Passions for war erode with time, both among the public and the news media. Lengthy wars are difficult to justify to a large and heterogeneous nation with a continuing strain of isolationism in some quarters. It is equally difficult to long sustain a belligerent mood among civilians whose lives are little affected by distant conflicts. Although the connection between war news and public opinion is complex and not yet fully understood, extended combat provides journalists with prolonged opportunities to portray war's violence, scandal, heroism, and human error, as well as to raise questions about strategy and tactics, all of which become linked with shifts in public attitudes.

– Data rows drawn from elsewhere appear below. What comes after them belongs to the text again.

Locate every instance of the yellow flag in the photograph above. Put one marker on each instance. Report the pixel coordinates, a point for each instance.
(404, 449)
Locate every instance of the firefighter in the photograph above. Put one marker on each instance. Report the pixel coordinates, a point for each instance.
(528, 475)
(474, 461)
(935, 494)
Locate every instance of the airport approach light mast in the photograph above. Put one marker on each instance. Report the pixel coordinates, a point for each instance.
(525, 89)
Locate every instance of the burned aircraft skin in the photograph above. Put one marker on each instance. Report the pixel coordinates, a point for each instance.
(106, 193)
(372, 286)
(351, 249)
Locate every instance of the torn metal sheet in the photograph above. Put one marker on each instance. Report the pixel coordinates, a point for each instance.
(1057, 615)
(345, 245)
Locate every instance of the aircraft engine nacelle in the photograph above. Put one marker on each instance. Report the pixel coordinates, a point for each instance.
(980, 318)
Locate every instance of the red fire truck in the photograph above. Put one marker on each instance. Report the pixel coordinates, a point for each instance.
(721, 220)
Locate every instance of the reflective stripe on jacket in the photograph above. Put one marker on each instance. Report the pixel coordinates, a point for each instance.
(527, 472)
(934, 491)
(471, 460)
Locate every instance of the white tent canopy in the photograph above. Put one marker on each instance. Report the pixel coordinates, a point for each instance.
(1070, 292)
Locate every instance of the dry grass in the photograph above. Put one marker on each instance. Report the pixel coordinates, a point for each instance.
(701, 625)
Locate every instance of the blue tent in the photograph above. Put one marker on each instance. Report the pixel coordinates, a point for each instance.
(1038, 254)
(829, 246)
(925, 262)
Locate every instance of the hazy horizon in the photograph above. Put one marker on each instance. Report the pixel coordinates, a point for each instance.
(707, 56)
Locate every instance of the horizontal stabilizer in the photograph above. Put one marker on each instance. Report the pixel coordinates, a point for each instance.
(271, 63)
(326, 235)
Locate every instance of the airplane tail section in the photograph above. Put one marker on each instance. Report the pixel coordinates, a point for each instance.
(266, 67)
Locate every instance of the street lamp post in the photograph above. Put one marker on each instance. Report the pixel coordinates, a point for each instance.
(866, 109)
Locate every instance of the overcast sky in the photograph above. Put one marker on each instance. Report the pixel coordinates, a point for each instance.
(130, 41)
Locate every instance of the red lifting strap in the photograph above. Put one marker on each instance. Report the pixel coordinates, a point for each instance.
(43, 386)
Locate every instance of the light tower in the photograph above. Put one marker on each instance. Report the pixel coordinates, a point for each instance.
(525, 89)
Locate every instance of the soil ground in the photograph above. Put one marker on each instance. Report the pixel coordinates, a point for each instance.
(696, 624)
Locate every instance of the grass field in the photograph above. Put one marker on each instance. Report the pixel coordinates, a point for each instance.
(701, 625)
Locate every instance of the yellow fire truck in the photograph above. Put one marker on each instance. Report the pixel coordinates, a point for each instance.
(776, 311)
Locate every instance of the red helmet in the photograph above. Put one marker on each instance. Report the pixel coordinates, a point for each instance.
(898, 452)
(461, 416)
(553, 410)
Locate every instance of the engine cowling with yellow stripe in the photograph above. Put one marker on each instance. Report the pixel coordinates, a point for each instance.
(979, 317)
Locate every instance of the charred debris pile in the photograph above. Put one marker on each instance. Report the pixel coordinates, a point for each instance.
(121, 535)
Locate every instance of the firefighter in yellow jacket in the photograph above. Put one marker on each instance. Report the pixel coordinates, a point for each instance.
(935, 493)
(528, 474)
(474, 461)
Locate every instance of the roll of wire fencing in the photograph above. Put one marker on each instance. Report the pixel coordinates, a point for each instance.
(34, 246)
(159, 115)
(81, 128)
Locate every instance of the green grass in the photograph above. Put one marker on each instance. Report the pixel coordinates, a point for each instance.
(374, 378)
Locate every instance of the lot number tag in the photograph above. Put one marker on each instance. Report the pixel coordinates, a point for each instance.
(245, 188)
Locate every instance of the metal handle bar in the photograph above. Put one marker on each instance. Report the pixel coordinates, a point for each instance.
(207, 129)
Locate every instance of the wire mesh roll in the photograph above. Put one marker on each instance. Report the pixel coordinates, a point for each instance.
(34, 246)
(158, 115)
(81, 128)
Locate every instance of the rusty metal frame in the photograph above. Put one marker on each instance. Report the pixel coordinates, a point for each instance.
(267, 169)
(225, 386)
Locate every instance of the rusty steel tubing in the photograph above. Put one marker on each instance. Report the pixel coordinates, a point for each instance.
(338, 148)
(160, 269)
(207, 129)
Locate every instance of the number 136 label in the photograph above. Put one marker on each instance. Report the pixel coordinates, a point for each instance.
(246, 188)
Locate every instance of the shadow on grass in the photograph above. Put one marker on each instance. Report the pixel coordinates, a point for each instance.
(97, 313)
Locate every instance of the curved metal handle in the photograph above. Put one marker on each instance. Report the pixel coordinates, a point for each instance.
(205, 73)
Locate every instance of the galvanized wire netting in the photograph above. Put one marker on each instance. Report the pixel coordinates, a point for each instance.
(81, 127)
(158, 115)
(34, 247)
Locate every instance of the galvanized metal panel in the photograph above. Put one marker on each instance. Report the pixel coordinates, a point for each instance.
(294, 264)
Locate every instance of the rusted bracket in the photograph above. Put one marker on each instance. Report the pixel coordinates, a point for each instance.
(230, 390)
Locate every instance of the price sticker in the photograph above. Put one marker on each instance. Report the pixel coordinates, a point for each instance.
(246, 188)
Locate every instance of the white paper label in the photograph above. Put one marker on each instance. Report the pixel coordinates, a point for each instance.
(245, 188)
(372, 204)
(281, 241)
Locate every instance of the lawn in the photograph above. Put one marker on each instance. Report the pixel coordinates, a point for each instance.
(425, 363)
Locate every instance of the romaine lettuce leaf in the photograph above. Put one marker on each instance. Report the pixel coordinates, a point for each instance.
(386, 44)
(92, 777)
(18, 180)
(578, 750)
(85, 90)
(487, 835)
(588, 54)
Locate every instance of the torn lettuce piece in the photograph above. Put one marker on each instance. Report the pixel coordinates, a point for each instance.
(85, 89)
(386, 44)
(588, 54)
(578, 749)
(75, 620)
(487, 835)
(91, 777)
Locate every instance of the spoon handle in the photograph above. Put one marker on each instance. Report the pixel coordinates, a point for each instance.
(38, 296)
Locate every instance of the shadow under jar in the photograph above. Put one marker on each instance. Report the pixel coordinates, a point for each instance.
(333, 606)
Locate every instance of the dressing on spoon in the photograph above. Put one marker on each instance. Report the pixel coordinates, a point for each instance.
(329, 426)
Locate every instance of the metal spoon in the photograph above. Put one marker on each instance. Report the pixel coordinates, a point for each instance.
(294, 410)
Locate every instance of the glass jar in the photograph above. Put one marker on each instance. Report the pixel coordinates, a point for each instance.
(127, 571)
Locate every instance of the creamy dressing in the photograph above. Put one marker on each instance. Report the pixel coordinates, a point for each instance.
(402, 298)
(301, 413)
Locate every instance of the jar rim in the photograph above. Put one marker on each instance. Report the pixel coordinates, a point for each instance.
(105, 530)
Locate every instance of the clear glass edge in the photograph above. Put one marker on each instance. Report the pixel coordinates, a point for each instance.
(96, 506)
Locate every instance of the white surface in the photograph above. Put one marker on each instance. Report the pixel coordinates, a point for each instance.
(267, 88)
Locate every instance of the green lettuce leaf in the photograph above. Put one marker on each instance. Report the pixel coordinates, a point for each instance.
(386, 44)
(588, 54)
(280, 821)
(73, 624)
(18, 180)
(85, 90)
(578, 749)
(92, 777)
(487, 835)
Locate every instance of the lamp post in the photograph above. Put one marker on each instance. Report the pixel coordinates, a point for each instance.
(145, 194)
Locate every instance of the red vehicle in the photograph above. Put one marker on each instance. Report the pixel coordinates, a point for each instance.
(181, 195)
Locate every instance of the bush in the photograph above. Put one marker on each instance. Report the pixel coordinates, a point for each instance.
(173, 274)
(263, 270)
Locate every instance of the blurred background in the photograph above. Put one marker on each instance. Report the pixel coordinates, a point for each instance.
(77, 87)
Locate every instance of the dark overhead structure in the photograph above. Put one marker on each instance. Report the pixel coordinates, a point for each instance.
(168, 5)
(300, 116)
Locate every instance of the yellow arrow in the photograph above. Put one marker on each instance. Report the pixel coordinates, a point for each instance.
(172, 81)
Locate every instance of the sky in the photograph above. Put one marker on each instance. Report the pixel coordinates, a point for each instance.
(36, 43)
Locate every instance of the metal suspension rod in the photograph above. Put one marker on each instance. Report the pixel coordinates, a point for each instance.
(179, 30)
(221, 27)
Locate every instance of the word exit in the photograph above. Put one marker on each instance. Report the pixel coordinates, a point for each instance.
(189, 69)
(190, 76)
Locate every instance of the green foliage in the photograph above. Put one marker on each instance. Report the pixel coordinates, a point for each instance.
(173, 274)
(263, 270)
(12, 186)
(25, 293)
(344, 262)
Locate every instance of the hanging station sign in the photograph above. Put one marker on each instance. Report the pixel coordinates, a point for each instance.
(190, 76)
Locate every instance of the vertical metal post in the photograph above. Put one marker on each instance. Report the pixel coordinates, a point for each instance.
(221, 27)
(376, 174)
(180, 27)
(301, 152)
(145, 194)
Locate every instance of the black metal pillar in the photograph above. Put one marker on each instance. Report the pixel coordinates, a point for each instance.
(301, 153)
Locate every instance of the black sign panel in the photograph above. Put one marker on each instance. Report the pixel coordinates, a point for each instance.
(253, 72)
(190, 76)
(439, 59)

World War I proved an aberration. The press and public were slow to support American belligerence, even after Congress voted overwhelmingly for a declaration of war in April 1917. America had supported neutrality, and President Woodrow Wilson had won a second term in 1916 by campaigning on the theme of having kept the United States out of war. In the first six weeks after the congressional declaration, only 73,000 Americans volunteered for service. Wilson responded with a campaign to mobilize public opinion. The federal Committee on Public Information, which Wilson created, fomented prowar attitudes by distributing thousands of press releases and millions of propaganda pamphlets and posters, and by censoring unpleasant news of the war in Europe. According to photography historian Susan Moeller, the military and government suppressed all civilian combat photography during World War I because they realized the danger to morale posed by images of trench warfare, gas attacks, and wide-scale devastation. The combination of censorship and propaganda created anti-German hysteria by war's end in 1918.

Images, more than the printed or spoken word, are credited with significantly impacting audiences' interpretations of war. “The transformation of mass calamity into individual people and incidents arrests the viewers,” Moeller noted. “Through photography, war becomes personal and comprehensible—more than just grand patriotic schemes and unintelligible statistics” (Moeller 1989, 377). The press and public hailed the government's release of photographs of casualties halfway through World War II as a worthy documentation of the nation's sacrifice. Two decades later in the Vietnam War, video, film, and photographic images of combat and its victims had a different result, feeding a growing debate over conduct of the war. While only 26 percent of Americans opposed sending troops to South Vietnam in March 1966, 60 percent did so by January 1973. Many military and government officials blamed television in particular—the Vietnam War was the first to be extensively covered by TV network correspondents (critic Michael Arlen dubbed it “The Living Room War”)—for the loss of public support. The U.S. Army, however, noted in its official history of the war that rising casualty rates had a greater impact than television on public opinion. According to the official Army history, in the Korean and Vietnam wars, each increase of a factor of ten—from a hundred casualties to a thousand, from a thousand to ten thousand, and so on—prompted a decrease of 15 percentage points in public support for the war (Hammond 1996, 262).